You are right about the vertical integration, and it is yet another reason why many, including myself, will not get an Xbox One. The same walled-garden, vertical integration, one OS to rule them all, mentality will apply now to gaming.

But it still remains to be seen if Microsoft can make it alone with Windows phone.

Reply Parent Score: 6

RE[2]: comment
by bassbeast on Thu 5th Sep 2013 08:27 in reply to "RE: comment"
bassbeast Member since:

Yep and you can say goodbye to MSFT while you are at it! The ONLY reason Windows sold was thanks to the OEMs and the economies of scale, nobody is gonna shell out Apple prices for Windows products, not a chance in hell. Instead you have valve putting out their own game focused Linux and Acer reporting that now nearly 14% of their PC sales are ChromeBooks!

If there is anything written about Ballmer in the history books it'll be that he took what was a 90%+ monopoly on the desktop and burned it to the ground in a foolish bid to become another Apple which mark my words WILL fail. Valve is gonna end up taking the gamers, who just FYI can't stand the bloated mess that is Win 8, and Google with their business apps and virus proof ChromeOS will end up snatching away a good chunk of the business users.

I never thought I'd see the day but unless they stop shooting themselves in the foot I have a feeling the EOL of Win 7 will also be the EOL for MSFT as any kind of competitor. Real shame as Sinofsky made a damned good OS with Win 7 only to see Ballmer destroy it for "Oh hai! I'm a cellphone LULZ, did you see my apps?".

Oh and for those that say only "Luddites" are not embracing the "innovation" that is windows 8...why have you not replaced your car's steering wheel with handlebars? Bikes are the largest market by far, you are just a Luddite for not embracing the innovation of driving your car with bike handlebars! Or maybe, just maybe, a UI that works good in one place doesn't magically work good in all?

Reply Parent Score: 2

RE: comment
by REM2000 on Tue 3rd Sep 2013 08:46 in reply to "comment"
REM2000 Member since:

i agree, i know that Microsoft is trying to push WP8 for licensing but they need to accept that they are basically going to do an Apple and have their own phone with their OS, which may not be no bad thing.

Other OEM's have already got a free OS with Android, which Microsoft gets a fee for anyway.

I just hope that the influx of Nokia engineers at Microsoft will increase the speed of development of WP8. If Microsoft had any sense they would allow the nokia engineers to simply get on with it and not try and micro-manage them. The problem for nokia engineers in the past was there was no clear vision on what they had to develop.
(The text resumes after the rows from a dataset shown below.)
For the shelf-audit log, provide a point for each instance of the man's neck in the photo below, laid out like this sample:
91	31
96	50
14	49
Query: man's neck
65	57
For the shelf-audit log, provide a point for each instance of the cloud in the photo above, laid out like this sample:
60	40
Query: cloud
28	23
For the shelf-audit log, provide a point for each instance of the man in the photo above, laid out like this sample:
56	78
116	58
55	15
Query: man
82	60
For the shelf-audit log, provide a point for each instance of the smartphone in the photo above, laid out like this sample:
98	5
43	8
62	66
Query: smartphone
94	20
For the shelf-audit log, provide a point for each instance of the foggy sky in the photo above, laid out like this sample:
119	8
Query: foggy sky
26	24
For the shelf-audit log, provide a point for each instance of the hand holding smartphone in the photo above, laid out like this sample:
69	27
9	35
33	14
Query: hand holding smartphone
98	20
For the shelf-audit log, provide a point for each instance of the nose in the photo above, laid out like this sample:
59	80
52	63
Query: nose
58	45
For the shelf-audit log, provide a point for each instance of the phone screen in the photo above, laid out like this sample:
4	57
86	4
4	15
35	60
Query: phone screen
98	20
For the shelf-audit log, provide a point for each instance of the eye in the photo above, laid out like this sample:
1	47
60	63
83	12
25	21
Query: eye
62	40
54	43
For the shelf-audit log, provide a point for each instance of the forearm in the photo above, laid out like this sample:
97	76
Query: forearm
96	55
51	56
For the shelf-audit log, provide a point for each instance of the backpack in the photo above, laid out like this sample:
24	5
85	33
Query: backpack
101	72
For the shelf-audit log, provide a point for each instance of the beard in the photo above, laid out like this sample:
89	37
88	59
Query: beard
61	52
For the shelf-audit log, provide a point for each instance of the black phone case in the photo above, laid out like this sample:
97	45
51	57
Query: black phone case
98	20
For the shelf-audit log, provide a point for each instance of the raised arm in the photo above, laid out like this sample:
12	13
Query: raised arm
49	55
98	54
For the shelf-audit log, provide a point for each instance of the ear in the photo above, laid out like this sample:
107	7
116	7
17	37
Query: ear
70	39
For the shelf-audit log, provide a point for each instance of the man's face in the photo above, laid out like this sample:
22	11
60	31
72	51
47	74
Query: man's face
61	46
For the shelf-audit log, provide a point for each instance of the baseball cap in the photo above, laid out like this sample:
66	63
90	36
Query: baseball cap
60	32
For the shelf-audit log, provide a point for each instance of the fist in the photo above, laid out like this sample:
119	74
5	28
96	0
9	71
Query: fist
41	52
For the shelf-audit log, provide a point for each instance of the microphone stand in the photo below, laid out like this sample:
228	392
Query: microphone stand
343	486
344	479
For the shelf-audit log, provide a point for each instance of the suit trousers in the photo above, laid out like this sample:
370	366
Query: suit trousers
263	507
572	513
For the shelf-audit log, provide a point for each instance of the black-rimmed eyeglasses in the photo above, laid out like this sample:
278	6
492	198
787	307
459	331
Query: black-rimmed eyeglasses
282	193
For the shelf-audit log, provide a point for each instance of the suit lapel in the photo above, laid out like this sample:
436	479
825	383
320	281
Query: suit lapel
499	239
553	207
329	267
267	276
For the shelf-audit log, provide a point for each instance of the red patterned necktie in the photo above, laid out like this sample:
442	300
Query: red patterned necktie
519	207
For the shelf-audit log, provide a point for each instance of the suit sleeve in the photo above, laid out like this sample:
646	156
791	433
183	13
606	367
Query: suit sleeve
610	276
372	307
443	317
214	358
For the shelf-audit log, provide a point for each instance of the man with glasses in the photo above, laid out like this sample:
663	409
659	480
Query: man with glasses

It should not be easy, here's windows phone, develop it, make it competitive against iOS and Android.

Reply Parent Score: 4

RE[2]: comment
by Radio on Tue 3rd Sep 2013 11:01 in reply to "RE: comment"
Radio Member since:

I just hope that the influx of Nokia engineers at Microsoft will increase the speed of development of WP8.
I thought it was well-know that you never, ever solve software development problems by throwing more coders at them (The Mythical Man-Month, Fred Brooks).

Reply Parent Score: 5

RE: comment
by aqd- on Tue 3rd Sep 2013 13:58 in reply to "comment"
aqd- Member since:

Considering that now Microsoft owns the largest Windows Phone producer, what motivation do other companies have to get into Windows Phone?

They don't matter. Their focus has always been Android.